TeamRock, which publishes Classic Rock, Metal Hammer and Prog, has this month introduced paid-for content to its website.
Readers can still access music news on the site, www.teamrock.com, but can also pay to access content from the printed magazines and "hand-picked archive content spanning 30 years".
For £3.99 a month, TeamRock+ members get full access to the latest magazine content. A £4.99 subscription also means access to one of the iPhone or iPad versions of the magazines. And the third option, costing £6.99 or £7.99, inlcudes a print edition each month on top of web access.
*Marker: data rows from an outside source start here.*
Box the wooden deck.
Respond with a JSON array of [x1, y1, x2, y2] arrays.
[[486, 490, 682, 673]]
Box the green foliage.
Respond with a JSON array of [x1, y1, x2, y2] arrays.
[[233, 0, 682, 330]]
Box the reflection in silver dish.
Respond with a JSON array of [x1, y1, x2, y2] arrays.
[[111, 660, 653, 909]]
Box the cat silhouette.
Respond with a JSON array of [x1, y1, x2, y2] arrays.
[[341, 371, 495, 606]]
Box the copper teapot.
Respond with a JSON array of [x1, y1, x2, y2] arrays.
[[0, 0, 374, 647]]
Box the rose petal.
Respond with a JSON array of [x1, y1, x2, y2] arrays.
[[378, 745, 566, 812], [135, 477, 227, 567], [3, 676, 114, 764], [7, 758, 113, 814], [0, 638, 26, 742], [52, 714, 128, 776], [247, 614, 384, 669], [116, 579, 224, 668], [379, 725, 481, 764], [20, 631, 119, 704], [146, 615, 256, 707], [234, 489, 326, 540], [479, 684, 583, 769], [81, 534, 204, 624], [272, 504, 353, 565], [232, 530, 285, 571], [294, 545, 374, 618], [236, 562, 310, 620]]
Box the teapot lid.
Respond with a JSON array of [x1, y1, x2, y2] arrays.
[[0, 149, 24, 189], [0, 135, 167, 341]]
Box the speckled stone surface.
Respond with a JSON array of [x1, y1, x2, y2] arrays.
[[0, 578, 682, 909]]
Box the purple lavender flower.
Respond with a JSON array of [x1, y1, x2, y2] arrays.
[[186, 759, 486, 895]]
Editorial director Scott Rowley describes the system as "not a simple paywall", explaining: "We have three levels of membership: free (which gives you access to news only), registered (which is also free and gives you access to our daily online features) and TeamRock+ members (who get access to everything, including stories from our three print titles reformatted and optimised with bonus content, updated daily)."
He adds: "Our brands have built enormous fan bases across the world – Metal Hammer has 1,247,000 followers on Facebook; Classic Rock will have a million by Christmas (971k right now) –people who, until now, couldn't find our magazines. Now, wherever they are, whatever device or operating system they have, they can read the latest issue of Classic Rock, Metal Hammer or Prog magazine, all for one price."
Here, Rowley answers Press Gazette's questions about the paywall project:
How many subscribers do you hope to get?
Large declines in circulation have been seen across the music magazine industry in recent years. What kind of a future do your print products have?
I might just be being insanely optimistic, but I think our print brands could sell more in the medium to short term as a result of all the noise TeamRock is making and all the people we’re reaching out to on a daily basis.
Beyond that, I think the print products will have to become better. Firstly because print is the starting point for the stories (features are commissioned by the mag editors and worked up for print first before being transferred onto the other platforms), so we’re taking the values of print – the access and insight that comes with great writing – and combining it with the interactivity and immediacy of online.
Secondly, in print publishing we do a lot of talking about magazines being a luxury product, with great design and packaging, glossy pictures and so on. But not all print products are truly deluxe – I think there will be more onus on us to make them objects of desire. Magazines that people love to hold and collect. I think a lot of small publishing houses understand that but it’s been lost at a mass market level.
Why do you think magazines like NME, Kerrang and the Word have struggled in print so much in recent years? (Since the second half of 2006, NME's circulation has dropped from 73k to 16k, Kerrang's from 85k to 33k and Word, which had a circulation of 34k, has folded).
I think music magazines have struggled because music fans no longer need us to tell them who the hottest new bands are. YouTube, Spotify, Facebook and music websites (including our own) have taken on that role.
I was on Steve Lamacq’s Roundtable on BBC6 Music recently: he plays new singles and the panel judge them. One of the songs he played had already had 30 million views on YouTube. There’s no point in reviewing or even judging that song – the best you can do is be entertaining and insightful.
That’s sort of where music magazines are at. There’s loads of great new music but there’s a real lack of fascinating characters and great stories. There’s a role for us but it’s about taking people behind the scenes and telling stories. Social media and online are perfect for showcasing music and generating debate – magazines have got to complement that and offer something of substance.
Classic Rock and Metal Hammer appear to have suffered far less in terms of print circulation (2006 circulations respectively: 63k and 49k. Now: 57k and 28k). Why do you think this is?
We have a unique readership. Rock and metal fans are committed, dedicated music snobs whose music has been ignored and disparaged by the mainstream.
If you like pop music you can read about it everywhere on a daily basis – from the Metro to The Guardian – but if you want to read stories that treat rock or metal bands with respect, that’s exactly what we do.
If Team Rock was a band, what band would it be and why?
AC/DC. Massive, mental and part Scottish. As long as I don’t have to dress up as a schoolboy!